Assembly Bill 71 from Assemblyman David Chiu, D-San Francisco, would also raise $300 million a year by eliminating the mortgage interest deduction for second homes. It’s opposed by the powerful California Association of Realtors.

Other measures seek to accomplish Brown’s goals. Weiner’s Senate Bill 35 would streamline the approval process for affordable housing projects.
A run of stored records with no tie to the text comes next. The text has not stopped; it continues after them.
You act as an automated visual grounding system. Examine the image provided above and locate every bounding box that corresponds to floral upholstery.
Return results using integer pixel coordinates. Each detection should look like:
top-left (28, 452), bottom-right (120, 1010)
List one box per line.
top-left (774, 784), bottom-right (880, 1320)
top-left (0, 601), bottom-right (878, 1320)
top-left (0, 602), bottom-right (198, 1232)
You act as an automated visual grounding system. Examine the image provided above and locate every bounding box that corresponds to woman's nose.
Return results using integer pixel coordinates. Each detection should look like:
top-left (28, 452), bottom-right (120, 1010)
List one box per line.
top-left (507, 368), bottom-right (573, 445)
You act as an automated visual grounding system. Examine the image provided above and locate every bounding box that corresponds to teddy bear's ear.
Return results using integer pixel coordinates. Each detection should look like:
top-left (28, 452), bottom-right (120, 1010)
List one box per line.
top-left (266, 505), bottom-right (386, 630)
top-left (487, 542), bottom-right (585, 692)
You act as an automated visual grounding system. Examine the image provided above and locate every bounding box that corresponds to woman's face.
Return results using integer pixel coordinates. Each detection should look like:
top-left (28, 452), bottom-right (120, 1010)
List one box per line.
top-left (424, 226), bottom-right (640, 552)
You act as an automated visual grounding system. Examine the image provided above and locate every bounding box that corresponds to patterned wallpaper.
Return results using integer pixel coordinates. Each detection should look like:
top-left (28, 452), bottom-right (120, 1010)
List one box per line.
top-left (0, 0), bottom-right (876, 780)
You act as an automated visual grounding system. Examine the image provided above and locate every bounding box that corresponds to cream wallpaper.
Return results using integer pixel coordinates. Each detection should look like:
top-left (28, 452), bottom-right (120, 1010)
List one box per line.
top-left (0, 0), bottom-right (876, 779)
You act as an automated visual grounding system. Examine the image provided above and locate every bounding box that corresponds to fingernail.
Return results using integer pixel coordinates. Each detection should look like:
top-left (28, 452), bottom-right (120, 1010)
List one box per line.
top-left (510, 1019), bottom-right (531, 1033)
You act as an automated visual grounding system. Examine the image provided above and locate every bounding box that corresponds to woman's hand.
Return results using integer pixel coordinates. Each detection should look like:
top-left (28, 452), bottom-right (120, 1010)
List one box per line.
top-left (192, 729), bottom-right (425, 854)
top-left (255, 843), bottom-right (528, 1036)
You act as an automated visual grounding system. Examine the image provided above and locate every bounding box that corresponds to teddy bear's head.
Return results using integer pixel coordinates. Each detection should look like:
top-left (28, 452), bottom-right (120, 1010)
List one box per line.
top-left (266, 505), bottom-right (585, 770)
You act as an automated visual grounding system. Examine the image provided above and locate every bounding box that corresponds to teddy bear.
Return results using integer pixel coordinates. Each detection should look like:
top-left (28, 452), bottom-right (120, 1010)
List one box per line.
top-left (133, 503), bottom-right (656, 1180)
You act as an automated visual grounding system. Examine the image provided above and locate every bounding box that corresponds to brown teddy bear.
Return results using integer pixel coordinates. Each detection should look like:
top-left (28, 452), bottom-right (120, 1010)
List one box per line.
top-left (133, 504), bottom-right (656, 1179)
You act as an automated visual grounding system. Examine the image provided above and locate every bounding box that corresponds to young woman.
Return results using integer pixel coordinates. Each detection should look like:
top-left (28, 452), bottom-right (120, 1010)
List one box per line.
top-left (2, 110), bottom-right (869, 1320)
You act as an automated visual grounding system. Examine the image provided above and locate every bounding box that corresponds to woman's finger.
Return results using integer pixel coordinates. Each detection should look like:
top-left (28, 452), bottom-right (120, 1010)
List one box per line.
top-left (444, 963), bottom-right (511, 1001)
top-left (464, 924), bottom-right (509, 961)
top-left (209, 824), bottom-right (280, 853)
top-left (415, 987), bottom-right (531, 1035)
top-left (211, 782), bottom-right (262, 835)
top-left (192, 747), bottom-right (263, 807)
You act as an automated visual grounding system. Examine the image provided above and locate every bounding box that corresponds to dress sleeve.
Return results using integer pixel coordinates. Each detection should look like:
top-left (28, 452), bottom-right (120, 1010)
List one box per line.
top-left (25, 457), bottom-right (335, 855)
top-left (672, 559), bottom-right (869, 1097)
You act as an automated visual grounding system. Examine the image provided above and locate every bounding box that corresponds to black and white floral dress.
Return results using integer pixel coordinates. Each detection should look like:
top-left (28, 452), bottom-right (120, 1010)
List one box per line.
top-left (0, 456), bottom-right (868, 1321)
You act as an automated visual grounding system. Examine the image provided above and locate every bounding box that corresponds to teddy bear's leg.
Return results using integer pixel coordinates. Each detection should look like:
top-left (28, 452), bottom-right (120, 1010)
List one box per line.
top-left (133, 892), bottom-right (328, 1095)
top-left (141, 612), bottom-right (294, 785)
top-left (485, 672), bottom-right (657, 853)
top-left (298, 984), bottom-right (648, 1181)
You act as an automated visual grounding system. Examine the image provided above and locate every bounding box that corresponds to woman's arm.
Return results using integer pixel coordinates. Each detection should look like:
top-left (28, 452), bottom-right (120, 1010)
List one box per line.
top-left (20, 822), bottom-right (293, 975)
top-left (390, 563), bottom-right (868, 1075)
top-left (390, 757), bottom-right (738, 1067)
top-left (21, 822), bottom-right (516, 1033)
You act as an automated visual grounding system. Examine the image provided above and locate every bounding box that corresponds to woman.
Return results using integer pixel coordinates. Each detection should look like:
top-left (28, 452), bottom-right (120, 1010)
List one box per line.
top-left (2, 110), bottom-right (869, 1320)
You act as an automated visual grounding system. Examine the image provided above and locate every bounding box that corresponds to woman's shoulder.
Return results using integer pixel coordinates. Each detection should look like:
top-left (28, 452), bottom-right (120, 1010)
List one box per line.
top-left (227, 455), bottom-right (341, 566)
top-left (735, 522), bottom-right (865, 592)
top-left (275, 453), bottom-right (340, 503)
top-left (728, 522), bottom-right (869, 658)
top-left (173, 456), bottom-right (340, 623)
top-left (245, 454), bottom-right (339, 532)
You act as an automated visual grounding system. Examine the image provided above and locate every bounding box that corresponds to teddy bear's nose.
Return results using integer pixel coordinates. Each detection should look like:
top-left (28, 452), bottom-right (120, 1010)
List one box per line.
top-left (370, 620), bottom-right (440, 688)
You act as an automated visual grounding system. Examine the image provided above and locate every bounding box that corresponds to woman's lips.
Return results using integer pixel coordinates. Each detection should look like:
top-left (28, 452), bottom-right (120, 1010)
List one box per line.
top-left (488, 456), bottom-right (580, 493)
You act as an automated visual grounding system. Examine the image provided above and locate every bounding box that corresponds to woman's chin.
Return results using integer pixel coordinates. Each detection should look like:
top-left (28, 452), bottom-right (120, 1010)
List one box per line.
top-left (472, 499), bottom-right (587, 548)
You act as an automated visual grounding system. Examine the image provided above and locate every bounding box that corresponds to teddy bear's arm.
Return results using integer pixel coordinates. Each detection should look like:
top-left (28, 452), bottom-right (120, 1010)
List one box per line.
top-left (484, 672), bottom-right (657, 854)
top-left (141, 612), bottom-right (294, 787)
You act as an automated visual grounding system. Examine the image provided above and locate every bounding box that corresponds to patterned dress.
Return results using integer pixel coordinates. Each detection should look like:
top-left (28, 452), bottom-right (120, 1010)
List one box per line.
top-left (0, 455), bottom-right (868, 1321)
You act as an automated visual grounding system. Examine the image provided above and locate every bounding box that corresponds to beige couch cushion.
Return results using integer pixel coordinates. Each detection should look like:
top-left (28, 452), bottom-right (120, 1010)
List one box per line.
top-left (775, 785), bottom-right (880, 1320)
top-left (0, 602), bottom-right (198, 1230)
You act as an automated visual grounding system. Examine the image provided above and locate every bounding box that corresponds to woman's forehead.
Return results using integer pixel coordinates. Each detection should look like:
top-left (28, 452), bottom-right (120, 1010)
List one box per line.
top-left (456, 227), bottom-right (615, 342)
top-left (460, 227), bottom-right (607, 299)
Chiu’s Assembly Bill 73 would ease zoning and environmental review rules.

“We’ve been having a lot of conversations (about a housing package),” Chiu said. “We need to establish a permanent source of funding, streamlining housing creation and hold cities accountable to actually building it.”

Lisa Hershey of the advocacy group Housing California said she’s hearing pushback over whether lawmakers will act on housing this year given the upcoming cap-and-trade issue and the fact that Democrats already have voted to raise fuel taxes.

“The Democratic caucus really put their necks out there because it’s a tax, so they have been reticent to push for anything going forward that is a tax or a fee,” Hershey said.

She said she’s not optimistic if no action is taken, because next year is an election year.

The state’s housing shortage, coupled with rising demand, has led to widespread evictions and massive rent increases across California.

It’s forcing people like Nancy Avalos, a Sacramento mother-of-three, out of their homes.

“I don’t earn enough to stay here,” Avalos said last week as she spread out paperwork on her kitchen table that showed her rent was recently increased from roughly $800 per month to nearly $1200.

Avalos is a member of the group Alliance of Californians for Community Empowerment, created this year to organize tenants around housing issues. She’s pushing for measures like rent control to rein in skyrocketing rents. For now, she’s moving to a duplex in Sacramento, where she plans to rent a single room for herself and her three kids.

“There’s no other choice,” Avalos said. “It’s really hard because my kids have to leave their school.”